Taylors Paraffin Heater

bumblefish

Well-Known Member
Joined
22 Dec 2002
Messages
1,591
Location
Brighton
Visit site
I have just managed to get the pressure valve sorted on my header tank for the heater, very old tank and we had to bodge the new design valve into the old valve base, and I pumped up the pressure. Now I have a slight drip from the pipe as it feeds into the main body of the heater. I phoned Blakes and they all go home at 12:30 on a Friday! Does anyone know if the olives can be replaced or do I need to fit a new length of copper pipe with new olives both ends between the shut off valve and the main inlet?
 
You have to be careful not to score the pipe when splitting the olives or you wont get a new one to seal. Also if the unions have been tightened to the poit that the pipe has been squashed you'll have trouble getting new ones to seal. The latter is very likely to have happened if they have been tightened to try to stop leaks.

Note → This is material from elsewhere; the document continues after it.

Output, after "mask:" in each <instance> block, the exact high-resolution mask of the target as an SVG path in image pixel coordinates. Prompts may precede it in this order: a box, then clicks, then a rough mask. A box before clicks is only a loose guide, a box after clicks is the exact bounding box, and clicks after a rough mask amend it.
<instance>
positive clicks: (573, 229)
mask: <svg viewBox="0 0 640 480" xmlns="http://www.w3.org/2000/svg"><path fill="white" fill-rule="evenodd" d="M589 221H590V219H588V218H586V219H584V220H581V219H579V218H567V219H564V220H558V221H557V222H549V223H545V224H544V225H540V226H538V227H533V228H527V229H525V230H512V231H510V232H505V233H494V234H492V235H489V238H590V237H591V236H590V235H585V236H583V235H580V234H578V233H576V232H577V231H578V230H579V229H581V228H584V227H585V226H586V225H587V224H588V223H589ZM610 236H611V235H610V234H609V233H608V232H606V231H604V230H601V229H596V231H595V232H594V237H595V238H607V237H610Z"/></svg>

A new length of pipe with new olives is really the best solution.
 
A bit of teflon tape round the olive will almost certainly stop the drip. I wouldn't recommend it as a permanent fix, but it will buy you time to get the new bits you need.

BTW, in my (bitter personal /forums/images/graemlins/tongue.gif) experience, more - and harder to fix - leaks are caused by over tightening compression joints than not tightening them enough. Once you've over compressed an olive, usually the only remedy is to replace both it and the bit of pipe it's on.
 
I have had problems with olive type joints on a couple of occasions. As a result, I always push the pipe into the joint and then back out a fraction before tightening the joint. This makes sure that the pressure is on both sides of the olive, and not between the rear of the olive and the pipe stop in the joint. In this case further tightening will not work once the olive has been compressed onto the pipe.

I suggest you cut a fraction off the end of the pipe and try again.

I would be interested to hear the views of other forumites on this.